The Albanians of Bathgate Avenue had no church. They were agnostics who might have preserved a few Muslim, Christian, and Jewish signs. Albanian farmers and bandits had protected the Jews during the German occupation of their country. Not one Jew was delivered to the Gestapo or the SS. Some of the bandits began wearing skullcaps as a mark of respect; they never violated Jewish women. Stars of David and Jewish candelabra remained in Albanian homes long after the war.

And that's what Angela found in the windows of Bathgate Avenue; Jewish stars and candelabra mingled with crosses and paintings of Jesus. She didn't waver for a minute. She walked into Lekë's social club, even though the door had been painted black and there was a sign that said
CATS AND STRANGERS NOT ALLOWED
. She'd entered a cavern where money flew like feathers; she'd never seen such an enterprise. Men wagered over bundles of sticks, threw chess pieces into the air like lucky coins, and mutilated deck after deck as they tore up cards they didn't happen to like. There were women at the tables wearing head scarves; they gambled with the men. They were obedient and insolent in the same breath, bowing to Lekë and his lieutenants, who sat on enormous pillows, and taunting them with their eyes.

They seemed frightened of Angela, who wore no scarf and did not bow to any of the gamblers. Lekë stared at her from his pasha's pillow—a blue-eyed Albanian. Angela navigated among the horde of gamblers, propelled by her love for that balding knight at St. Barnabas, and paused near the pasha's cowboy boots. The social club was silent as a mouse.

“Lord Lekë, we have things to discuss.”

He laughed. “Have you come to seek employment, my little cashier?”

The Albanians chortled and clapped their hands. “Lord,” one of his lieutenants shouted, “put her to work on her back.”

And the women laughed louder than the men, causing their head scarves to ripple.

“Quiet,” Lekë said. “Show the lady some respect. . . . I have no secrets from my men, Miss Angela. We are a family—Michael, make her some tea!”

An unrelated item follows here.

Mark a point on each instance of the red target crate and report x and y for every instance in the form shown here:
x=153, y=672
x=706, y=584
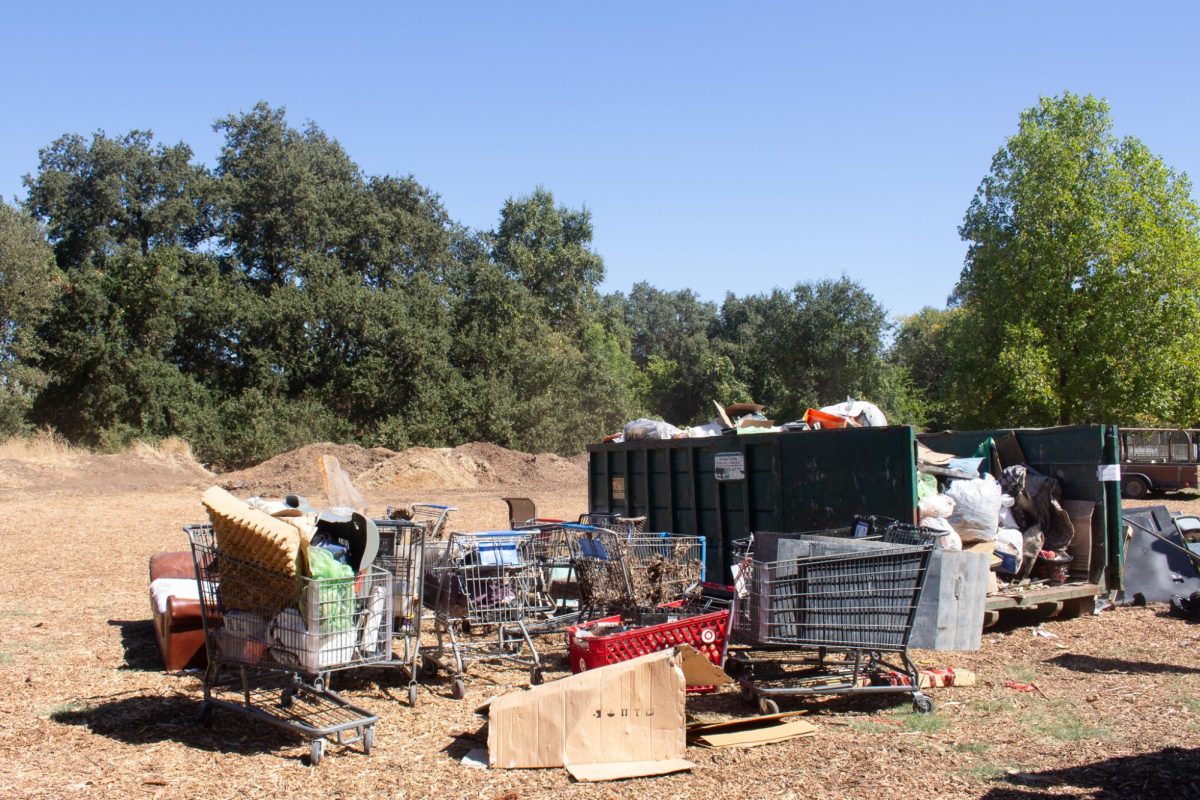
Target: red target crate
x=708, y=632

Lekë's minions served Angela tea in a glass that was much too hot to hold, but she held it anyhow, drank the bittersweet water. They served her little cakes—almond tarts with raspberry cream at the bottom. But no one asked her to sit, and all of a sudden she was the only one in this dark den who was still standing. It was a cave in the middle of the Bronx, with images of some medieval prince on the wall. He had a handlebar mustache, bushy eyebrows, and long curly hair; he wore a kind of skullcap, an embroidered jacket, and sticking out of his cummerbund was a knife encrusted with jewels. He was, she would learn, Lekë Dukagjini, a fifteenth-century mountain prince who fought against the Turks and instituted his own highland code, which governed tribal warfare; in this code women could govern as well as men, and there were many “virgin warriors” among the Dukagjinis, women who fought and dressed as mountain men. A popular myth was that all Albanians were descended from this one warrior-prince, who watered the highland lakes and many a mountain woman with his sperm and his blood; he lost his limbs in battle, dispatched ten thousand Turks. And the current prince of Bathgate Avenue was named after this ferocious man, as one of his lieutenants explained while she sipped her tea.